Theorem (Brändén-Huh): If f = \sum_{\alpha \in \Delta^d_n} \frac{c_\alpha}{\alpha!} x^\alpha is Lorentzian, then c_\alpha^2 \geq c_{\alpha + e_i - e_j} c_{\alpha - e_i + e_j} for all i,j, where e_i is the i^{\rm th} standard basis vector in {\mathbb Z}^n.

In addition, being Lorentzian implies a strong log-concavity property for the values of the polynomial:

Theorem (Brändén-Huh): If f is Lorentzian, then \log f is a concave function on the positive orthant {\mathbb R}^n_{>0}. In fact, a homogeneous polynomial f \in H^d_n with non-negative coefficients is Lorentzian if and only if \log \partial^\alpha f is a concave function on {\mathbb R}^n_{>0} for all \alpha \in \Delta^{d-2}_n.

In particular, if we can verify that a given homogeneous polynomial f is Lorentzian, we obtain a whole suite of interesting inequalities satisfied by not only the coefficients of f but also the values of \log f. Because of the closure operation, however, it is not obvious from the definition how to check whether a polynomial is Lorentzian. We will turn to this issue next, after presenting a few examples and non-examples of Lorentzian polynomials. (Note: some of the following assertions are easy to check and others are much harder, but all are explained in the paper of Brändén-Huh.)

Example #1: (n=2) A bivariate homogenous polynomial of degree d with non-negative coefficients is Lorentzian if and only if the coefficients form an ULC sequence, i.e., they satisfy Newton’s inequalities. Note that this is more general than being real-rooted: for example, f(x,y) = 2x^3 + 12x^2 y + 18x y^2 + 9y^3 is Lorentzian but not real-rooted.

Example #2 (d=2): A homogeneous quadratic form f in n variables with non-negative coefficients is Lorentzian if and only if the Hessian of f has at most one positive eigenvalue.

Example #3: (A warning) For d>2, being Lorentzian is not the same thing as checking that all partial derivatives of order d-2 are Lorentzian quadratic forms. (In other words, the closure operation does not “commute” with taking partial derivatives.) For example, one can show (see below) that f(x,y)=x^3 + y^3 is not Lorentzian despite the fact that both \partial_x f and \partial_y f are.

Example #4: A homogenous polynomial f \in H^d_n with non-negative coefficients is called stable if f(\ell(x)) is real-rooted for all affine-linear maps \ell : {\mathbb R} \to {\mathbb R}^n with positive gradient (i.e., \ell(x) = ux + v with u \in {\mathbb R}^n_{>0} and v \in {\mathbb R}^n). It turns out that a homogeneous stable polynomial is automatically Lorentzian. It was known prior to the work of Brändén-Huh et. al. that the coefficients of a stable polynomial are log-concave, so the new work can be viewed as a far-reaching generalization of this fact.

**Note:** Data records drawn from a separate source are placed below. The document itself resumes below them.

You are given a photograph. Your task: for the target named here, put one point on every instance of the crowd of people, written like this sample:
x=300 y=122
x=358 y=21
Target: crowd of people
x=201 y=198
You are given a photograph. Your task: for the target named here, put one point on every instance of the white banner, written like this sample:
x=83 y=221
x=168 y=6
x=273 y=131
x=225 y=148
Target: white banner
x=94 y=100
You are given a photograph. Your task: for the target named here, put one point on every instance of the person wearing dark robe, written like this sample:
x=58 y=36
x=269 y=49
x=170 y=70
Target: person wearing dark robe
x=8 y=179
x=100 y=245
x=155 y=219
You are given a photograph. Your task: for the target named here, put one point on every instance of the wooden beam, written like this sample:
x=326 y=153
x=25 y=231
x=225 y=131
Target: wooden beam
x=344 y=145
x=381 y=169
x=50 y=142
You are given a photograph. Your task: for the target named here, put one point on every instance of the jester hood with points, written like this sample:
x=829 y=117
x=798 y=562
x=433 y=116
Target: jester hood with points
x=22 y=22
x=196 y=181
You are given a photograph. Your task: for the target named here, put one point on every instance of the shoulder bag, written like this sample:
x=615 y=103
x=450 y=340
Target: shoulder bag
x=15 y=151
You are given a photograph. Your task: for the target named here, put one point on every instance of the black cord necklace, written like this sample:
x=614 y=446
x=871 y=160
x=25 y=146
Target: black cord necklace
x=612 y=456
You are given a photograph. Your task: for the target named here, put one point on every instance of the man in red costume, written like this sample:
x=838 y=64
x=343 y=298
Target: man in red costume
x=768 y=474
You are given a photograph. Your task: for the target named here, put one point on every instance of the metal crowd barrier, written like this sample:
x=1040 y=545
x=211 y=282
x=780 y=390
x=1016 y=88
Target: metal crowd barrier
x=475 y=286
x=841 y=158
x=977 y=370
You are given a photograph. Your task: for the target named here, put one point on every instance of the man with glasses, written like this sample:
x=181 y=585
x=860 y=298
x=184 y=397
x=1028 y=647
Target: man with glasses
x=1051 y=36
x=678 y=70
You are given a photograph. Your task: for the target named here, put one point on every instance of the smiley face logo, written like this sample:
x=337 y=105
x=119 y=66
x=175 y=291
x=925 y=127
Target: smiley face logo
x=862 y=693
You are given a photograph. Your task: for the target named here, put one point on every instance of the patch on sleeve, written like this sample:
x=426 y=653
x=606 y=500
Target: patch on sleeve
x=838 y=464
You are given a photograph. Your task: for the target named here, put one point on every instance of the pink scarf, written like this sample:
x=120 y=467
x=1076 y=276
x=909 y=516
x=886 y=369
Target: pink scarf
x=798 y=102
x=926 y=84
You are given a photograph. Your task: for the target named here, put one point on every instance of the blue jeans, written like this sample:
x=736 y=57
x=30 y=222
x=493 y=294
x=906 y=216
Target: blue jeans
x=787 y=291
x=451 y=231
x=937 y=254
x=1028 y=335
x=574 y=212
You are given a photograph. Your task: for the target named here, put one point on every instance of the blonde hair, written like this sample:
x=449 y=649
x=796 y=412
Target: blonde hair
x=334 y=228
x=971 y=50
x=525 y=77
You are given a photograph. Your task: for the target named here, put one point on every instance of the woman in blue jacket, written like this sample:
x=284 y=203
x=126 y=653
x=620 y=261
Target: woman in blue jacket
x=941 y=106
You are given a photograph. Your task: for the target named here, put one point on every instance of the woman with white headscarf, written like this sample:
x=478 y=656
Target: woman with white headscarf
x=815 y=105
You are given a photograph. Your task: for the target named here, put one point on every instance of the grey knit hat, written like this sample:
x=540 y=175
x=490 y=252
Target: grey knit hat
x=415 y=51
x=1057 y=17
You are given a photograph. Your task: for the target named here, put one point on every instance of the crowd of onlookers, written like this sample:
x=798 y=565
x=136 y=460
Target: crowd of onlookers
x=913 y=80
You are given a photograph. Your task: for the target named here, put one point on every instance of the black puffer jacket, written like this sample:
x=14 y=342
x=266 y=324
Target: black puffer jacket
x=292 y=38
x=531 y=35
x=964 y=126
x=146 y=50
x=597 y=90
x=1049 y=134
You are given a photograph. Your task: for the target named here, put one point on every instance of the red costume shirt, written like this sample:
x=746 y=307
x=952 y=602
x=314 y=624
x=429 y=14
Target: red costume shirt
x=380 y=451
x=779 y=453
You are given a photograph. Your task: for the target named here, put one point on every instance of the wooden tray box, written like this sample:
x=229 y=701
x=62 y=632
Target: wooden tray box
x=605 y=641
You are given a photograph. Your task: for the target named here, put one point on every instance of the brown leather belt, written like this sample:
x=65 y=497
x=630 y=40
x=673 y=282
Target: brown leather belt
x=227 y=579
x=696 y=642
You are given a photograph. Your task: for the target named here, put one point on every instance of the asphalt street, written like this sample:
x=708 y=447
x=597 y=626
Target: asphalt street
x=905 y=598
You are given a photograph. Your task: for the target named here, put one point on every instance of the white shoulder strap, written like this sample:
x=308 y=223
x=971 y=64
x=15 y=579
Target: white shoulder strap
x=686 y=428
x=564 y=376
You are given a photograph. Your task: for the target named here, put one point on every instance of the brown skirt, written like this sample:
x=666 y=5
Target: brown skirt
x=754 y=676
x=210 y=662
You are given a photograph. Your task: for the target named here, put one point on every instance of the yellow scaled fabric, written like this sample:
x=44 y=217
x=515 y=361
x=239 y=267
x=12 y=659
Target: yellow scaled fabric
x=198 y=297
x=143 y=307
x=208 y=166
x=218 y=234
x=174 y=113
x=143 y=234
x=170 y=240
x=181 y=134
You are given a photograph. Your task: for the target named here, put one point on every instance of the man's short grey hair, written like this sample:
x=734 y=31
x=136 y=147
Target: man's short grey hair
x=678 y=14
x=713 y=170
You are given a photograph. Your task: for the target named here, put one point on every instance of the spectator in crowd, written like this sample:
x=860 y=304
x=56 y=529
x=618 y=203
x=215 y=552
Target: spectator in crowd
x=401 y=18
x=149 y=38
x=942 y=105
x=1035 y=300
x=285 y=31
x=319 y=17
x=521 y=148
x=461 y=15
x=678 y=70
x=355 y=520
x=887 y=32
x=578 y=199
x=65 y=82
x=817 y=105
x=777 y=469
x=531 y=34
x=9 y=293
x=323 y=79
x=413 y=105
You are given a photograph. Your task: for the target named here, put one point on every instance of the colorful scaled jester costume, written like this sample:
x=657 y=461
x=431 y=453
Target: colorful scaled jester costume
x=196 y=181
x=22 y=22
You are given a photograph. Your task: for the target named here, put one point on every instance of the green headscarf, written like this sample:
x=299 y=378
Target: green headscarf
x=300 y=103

Example #5: If P_1,\ldots,P_n are convex subsets of some Euclidean space {\mathbb R}^N, the function {\mathbb R}^n \to {\mathbb R} given by f(w_1,\ldots,w_n) = {\rm Vol}(w_1 P_1 + \cdots + w_n P_n) (where addition denotes Minkowski sum) is a Lorentzian polynomial.

Example #6: The product of two Lorentzian polynomials is again Lorentzian.

In my follow-up post, I will give a several more non-trivial examples. But to conclude the present post, I’d like to focus on the important question of how to easily determine whether a polynomial f \in H^d_n with non-negative coefficients actually belongs to L^d_n or not.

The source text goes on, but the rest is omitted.